Es verdad que el mundo del mañana ya no puede pensarse igual
que el de ayer. Esta toma de conciencia universal es la que
nos hará progresar. Al dolor, a la pena, a la indignación,
debemos entre todos darle una respuesta de paz. Ahora bien,
la solución del pasado tampoco sirve para el mundo presente.
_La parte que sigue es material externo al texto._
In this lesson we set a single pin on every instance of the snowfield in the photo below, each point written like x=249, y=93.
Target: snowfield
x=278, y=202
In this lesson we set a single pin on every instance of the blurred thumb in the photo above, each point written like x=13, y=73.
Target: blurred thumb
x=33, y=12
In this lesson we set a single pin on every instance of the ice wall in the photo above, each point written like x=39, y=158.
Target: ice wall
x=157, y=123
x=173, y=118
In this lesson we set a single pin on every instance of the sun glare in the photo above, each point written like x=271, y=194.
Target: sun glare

Nos hemos para bien o para mal globalizado. Y desde esa
globalización, de forma unitaria, mancomunada si se quiere,
han de brotar los pensamientos que nos lleven al cambio. No
podemos esperar más. Cada día se suman más indignados al
tren del desconcierto. La crisis actual nos obliga a todos a
poner los cimientos de una nueva gobernanza mundial. Nadie
puede quedar al margen de nada. Es mucho lo que tenemos que
hacer y hemos de hacerlo unidos. El mercado no puede imponer
las normas, son las personas las que tienen que proponerlas
y luego aprobarlas. La justicia tiene que hacer justicia y
acabar con los corruptos, con los paraísos fiscales, con el
capitalismo deshumanizador. La tarea es grandiosa pero hay
que realizarla. Querer es poder. No hacer nada, dejarnos
llevar por el desconsuelo, caer en una crónica indignación,
es otro cáncer más. Por consiguiente, manos a la acción,
sabiendo -como dijo Amado Nervo- que hay algo tan necesario
como el pan de cada día, y es la paz de cada día; la paz sin
la cual el mismo pan es amargo. Para conseguirlo, o
caminamos todos juntos o nunca hallaremos la armonía.